The world is beautiful no more. Now her stories have started including 'other side of the coin' too. There are thieves, ghosts, cruel dark-magicians, rude friends and wolves. So Aryaa's world is divided into two now, 'good' and 'bad'.

This division of world into two is manifested in her endless "What if---"s these days. In fact, "What if---" is another big explosion after "Why--" and "What---". I was about to devote one full post to "What if--" but abandoned the idea as it would have scared new and prospective parents:))

"What if---" questions are sometimes much crazier than "Why--" and "What---", like she once asked "What if sky falls down?". I first told her that sky never falls down, but she was not ready to accept that, she kept on asking "What if---". I finally told her that, in that case we will hide under a table. She liked the answer very much, hiding under table is one of her favorite activities.

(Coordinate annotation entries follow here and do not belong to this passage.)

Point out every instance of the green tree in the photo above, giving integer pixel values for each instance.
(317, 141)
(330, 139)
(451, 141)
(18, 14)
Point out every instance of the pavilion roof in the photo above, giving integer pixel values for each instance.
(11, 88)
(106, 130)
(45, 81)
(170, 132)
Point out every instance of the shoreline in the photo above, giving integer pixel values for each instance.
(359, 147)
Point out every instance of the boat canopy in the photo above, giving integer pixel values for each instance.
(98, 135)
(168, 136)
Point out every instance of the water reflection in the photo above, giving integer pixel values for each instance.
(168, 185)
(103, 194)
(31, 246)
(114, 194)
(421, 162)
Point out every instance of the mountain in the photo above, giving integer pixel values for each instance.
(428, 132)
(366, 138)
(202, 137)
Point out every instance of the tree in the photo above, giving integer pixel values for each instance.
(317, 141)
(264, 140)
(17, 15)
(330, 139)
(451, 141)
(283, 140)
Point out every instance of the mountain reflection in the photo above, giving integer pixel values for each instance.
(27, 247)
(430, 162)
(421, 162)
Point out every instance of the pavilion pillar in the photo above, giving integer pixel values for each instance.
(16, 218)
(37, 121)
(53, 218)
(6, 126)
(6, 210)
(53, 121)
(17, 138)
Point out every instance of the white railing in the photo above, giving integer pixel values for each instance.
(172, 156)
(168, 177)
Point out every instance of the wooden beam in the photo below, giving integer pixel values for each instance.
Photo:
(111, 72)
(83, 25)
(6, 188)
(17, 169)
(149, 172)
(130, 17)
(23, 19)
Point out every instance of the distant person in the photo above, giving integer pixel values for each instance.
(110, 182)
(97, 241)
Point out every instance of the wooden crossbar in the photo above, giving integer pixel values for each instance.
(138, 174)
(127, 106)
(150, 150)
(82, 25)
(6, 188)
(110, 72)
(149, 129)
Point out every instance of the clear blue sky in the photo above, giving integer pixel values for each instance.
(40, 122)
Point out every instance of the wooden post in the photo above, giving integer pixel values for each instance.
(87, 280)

Now back to stories again. She has a curiosity of what we should/would do if a character from her story books comes. She has learned to make some twists of her own too.

"Papa, What if bad thief knocks at the door?"
"We will not open the door, will not let him in."
"What if bad thief enters by force?"
"We will beat him, kick him. Then he will run away."
"But what if a good thief knocks at the door?"
"We will do the same. We won't let him enter."
"But that is GOOD THIEF----!"
"There is no such thing as a GOOD THIEF---"
"There is---. What if a good thief comes---?"
"Well, we will open the door, say 'Please come in!' and have lunch together." I have to 'accept ' that a 'good thief' exists, that too in the present world. What an innocent childhood! But who knows, many 'Robin Hood's might be roaming around today too to prove Aryaa right:))

And another similar one.

"What if bad wolf knocks at the door?"
"We will not open the door. We will beat it if it tries to enter by force----." I try to make my answer 'complete'.
"What if the wolf is good?"
"There is no such thing as a GOOD WOLF-----."
"Nooooooooo! There is----. What if------"
"OK! OK!! We will let the good wolf enter and invite him to lunch----."

Image Source: Color-Your-Own

I realized after this conversation that it is always the wolf who is vilified among animals. It's true that it preys on animals weaker than it, that's its nature, and so do lion, tiger and leopard. The latter ones are always glorified and depicted as majestic in all of the stories, whereas poor wolf is always depicted as the worst villain. Even crocodile and snake are called 'lovely' and 'beautiful' and their movement is considered funny.

Why is this world so unfair to wolf???

Image Source: Color-Your-Own


Jayant Post said...

a beautiful post indeed... child psychology has always been a matter of learning and the way you have sketched the innocence in a child is commendable... truly children are always inquisitive and some questions of them leave us speechless... a cool post and an enjoyable reading...

shail said...

Yeah why indeed is a wolf always bad?? Nice that Aarya thinks there are 'good' wolves too. :)
Enjoyed reading about the 'what if' explosion. Children like concrete answers rather than when we tell them it won't happen. :) The sky will not fall is not acceptable. But hiding under the table is in case it happens is more acceptable. :)

Basanta said...

Thank you Jayant for the words of encouragement!

Thank you Shail! I am always glad to read your comments. Yes, it seems children don't accept 'no!'. Even if you want to say 'no!', you have to say it in a way it looks 'yes!'.